Sektör temsilcilerinin yaşadığı kredi kullanamamakla ilgili sıkıntıların giderilmesi için hangi adımların atılacağına ilişkin soru üzerine Yılmaz, “Bunlar, para politikalarındaki bir miktar belirsizliğin yol açtığı sonuçlar olabilir. Hükümetimiz çıktı, programlarımızı hazırlıyoruz. Para politikalarındaki çerçeve netleştikçe, oradaki belirsizlikler azaldıkça finansal piyasalar daha etkili bir şekilde işleyecektir diye düşünüyorum.” ifadelerini kullandı.

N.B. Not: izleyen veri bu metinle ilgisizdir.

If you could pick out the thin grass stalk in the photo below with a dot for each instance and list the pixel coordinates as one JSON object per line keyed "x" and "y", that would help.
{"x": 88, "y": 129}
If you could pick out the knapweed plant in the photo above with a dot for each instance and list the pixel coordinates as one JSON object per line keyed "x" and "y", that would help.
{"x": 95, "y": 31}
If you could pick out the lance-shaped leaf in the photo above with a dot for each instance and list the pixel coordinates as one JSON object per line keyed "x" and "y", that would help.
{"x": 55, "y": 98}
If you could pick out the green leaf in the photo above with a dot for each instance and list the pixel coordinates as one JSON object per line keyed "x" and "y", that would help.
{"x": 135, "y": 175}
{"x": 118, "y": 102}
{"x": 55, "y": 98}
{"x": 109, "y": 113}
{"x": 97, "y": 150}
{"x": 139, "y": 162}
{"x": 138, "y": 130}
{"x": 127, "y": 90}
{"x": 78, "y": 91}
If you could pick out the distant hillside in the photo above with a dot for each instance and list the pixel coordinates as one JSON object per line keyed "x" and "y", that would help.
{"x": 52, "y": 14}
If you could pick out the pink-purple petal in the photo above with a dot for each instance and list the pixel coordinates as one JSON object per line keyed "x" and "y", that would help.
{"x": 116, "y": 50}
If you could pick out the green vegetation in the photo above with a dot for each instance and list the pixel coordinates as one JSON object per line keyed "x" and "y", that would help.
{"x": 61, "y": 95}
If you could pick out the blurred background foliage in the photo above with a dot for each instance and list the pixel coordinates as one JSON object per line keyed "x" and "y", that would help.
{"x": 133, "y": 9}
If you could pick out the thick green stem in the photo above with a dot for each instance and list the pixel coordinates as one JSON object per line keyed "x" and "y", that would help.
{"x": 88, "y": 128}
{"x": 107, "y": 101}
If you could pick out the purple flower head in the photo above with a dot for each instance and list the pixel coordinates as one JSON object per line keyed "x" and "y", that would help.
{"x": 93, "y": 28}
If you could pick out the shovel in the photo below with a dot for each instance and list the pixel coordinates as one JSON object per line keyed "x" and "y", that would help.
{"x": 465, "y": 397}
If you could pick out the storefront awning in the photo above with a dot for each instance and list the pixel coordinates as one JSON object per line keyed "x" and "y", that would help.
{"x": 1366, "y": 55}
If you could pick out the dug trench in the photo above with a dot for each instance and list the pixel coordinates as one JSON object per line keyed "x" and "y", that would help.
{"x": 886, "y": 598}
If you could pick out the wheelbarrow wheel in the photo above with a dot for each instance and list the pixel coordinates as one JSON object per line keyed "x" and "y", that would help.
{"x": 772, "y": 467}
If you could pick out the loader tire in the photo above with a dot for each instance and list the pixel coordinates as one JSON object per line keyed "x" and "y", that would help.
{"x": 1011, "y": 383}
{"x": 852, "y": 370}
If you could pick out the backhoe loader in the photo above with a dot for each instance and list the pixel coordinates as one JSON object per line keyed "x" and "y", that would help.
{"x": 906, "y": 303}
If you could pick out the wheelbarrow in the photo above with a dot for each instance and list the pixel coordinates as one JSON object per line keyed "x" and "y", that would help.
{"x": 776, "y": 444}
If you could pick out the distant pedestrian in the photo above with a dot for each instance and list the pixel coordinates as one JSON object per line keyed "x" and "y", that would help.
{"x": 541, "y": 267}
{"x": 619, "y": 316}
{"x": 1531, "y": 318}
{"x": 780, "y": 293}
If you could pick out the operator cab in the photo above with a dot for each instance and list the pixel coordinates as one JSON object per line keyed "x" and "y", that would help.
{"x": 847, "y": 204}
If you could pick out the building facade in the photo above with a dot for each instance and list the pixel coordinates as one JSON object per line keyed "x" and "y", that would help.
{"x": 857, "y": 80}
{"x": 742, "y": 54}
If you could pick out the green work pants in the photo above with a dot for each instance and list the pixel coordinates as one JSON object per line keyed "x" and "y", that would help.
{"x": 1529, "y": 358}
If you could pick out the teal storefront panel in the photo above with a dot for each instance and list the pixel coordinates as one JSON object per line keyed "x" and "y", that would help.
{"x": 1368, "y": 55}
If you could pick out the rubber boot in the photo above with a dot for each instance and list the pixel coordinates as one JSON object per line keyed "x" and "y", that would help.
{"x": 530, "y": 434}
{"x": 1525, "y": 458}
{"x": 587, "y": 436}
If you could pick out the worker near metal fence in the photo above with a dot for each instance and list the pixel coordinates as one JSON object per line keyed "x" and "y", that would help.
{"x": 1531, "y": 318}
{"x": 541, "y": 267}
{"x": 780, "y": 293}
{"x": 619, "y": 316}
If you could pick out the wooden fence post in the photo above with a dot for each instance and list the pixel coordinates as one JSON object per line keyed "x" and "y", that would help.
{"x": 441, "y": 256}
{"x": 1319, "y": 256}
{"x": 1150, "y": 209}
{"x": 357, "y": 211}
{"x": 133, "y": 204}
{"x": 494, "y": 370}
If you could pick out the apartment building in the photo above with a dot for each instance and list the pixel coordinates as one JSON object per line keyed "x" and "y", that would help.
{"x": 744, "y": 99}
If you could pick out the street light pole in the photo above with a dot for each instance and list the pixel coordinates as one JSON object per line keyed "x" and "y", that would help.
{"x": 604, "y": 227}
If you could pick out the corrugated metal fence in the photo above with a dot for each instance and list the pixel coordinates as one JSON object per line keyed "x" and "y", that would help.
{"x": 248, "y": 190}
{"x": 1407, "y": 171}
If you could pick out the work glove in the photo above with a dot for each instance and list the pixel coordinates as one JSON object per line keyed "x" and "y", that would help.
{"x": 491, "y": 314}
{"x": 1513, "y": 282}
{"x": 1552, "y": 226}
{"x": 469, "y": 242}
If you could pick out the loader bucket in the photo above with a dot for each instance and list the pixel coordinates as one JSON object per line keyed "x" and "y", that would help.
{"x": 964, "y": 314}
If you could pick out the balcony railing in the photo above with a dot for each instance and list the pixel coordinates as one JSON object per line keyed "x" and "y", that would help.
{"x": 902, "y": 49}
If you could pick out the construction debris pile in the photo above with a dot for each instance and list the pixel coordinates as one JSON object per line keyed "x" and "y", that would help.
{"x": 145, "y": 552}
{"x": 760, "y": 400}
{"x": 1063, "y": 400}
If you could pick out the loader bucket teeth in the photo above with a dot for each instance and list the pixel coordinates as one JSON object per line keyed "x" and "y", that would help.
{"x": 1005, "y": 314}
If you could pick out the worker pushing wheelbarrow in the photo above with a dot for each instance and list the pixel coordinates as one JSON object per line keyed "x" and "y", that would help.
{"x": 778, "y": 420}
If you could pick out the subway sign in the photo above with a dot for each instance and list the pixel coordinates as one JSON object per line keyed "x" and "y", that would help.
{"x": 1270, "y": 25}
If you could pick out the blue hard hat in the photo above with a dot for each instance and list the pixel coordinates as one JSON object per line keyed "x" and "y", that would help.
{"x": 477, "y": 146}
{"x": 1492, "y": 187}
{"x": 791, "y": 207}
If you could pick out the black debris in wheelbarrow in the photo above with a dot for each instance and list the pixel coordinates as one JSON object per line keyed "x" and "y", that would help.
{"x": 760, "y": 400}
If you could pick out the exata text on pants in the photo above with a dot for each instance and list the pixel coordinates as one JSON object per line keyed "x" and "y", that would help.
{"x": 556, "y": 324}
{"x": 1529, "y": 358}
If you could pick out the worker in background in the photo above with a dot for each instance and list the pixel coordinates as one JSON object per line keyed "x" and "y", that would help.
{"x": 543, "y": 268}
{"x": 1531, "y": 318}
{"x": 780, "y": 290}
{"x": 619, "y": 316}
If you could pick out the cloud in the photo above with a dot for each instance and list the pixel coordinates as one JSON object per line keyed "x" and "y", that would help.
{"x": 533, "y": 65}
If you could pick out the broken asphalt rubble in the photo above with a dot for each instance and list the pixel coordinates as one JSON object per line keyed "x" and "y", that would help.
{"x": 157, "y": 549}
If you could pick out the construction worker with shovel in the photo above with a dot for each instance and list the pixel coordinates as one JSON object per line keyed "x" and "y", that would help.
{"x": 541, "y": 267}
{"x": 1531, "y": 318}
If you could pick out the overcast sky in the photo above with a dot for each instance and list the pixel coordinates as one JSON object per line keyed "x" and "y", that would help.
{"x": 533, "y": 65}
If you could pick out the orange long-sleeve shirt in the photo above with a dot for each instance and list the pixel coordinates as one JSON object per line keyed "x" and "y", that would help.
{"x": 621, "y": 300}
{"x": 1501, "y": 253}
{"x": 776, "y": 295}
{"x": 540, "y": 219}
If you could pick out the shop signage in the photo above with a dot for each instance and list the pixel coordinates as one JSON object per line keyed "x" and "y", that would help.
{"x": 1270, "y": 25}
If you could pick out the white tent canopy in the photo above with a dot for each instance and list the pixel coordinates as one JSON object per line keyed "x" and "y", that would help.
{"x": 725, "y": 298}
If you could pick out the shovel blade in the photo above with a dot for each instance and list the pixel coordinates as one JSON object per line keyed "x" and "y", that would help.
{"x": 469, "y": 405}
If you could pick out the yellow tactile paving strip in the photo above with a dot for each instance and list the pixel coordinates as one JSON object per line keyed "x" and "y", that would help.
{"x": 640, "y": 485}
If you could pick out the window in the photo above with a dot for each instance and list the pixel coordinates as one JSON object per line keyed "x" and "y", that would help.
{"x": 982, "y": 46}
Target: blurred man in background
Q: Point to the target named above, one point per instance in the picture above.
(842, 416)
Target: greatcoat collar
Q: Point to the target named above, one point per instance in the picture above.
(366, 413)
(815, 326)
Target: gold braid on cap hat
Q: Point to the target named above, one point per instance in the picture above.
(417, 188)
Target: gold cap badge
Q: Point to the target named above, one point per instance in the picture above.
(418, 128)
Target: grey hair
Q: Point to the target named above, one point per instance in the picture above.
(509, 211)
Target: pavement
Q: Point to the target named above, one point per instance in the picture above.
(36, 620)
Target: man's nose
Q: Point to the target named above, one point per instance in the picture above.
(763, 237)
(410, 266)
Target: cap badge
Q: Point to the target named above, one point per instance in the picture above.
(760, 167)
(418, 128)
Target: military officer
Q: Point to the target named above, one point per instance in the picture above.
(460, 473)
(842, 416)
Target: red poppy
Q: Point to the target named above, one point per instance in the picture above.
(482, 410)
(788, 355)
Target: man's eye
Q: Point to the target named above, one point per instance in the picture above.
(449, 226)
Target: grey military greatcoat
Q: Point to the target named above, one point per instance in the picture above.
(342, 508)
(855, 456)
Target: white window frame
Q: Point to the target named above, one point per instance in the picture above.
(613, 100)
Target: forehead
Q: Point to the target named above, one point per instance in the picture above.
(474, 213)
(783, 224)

Yatırımcının fiilen ödediği faizin önemli olduğuna işaret eden Yılmaz, “Bunu aşağıya çekmemiz lazım ki yatırımın maliyeti düşsün, yatırımcı daha az maliyetle yatırımlarını gerçekleştirebilsin. Bu perspektif içinde hareket ediyoruz.” değerlendirmesinde bulundu.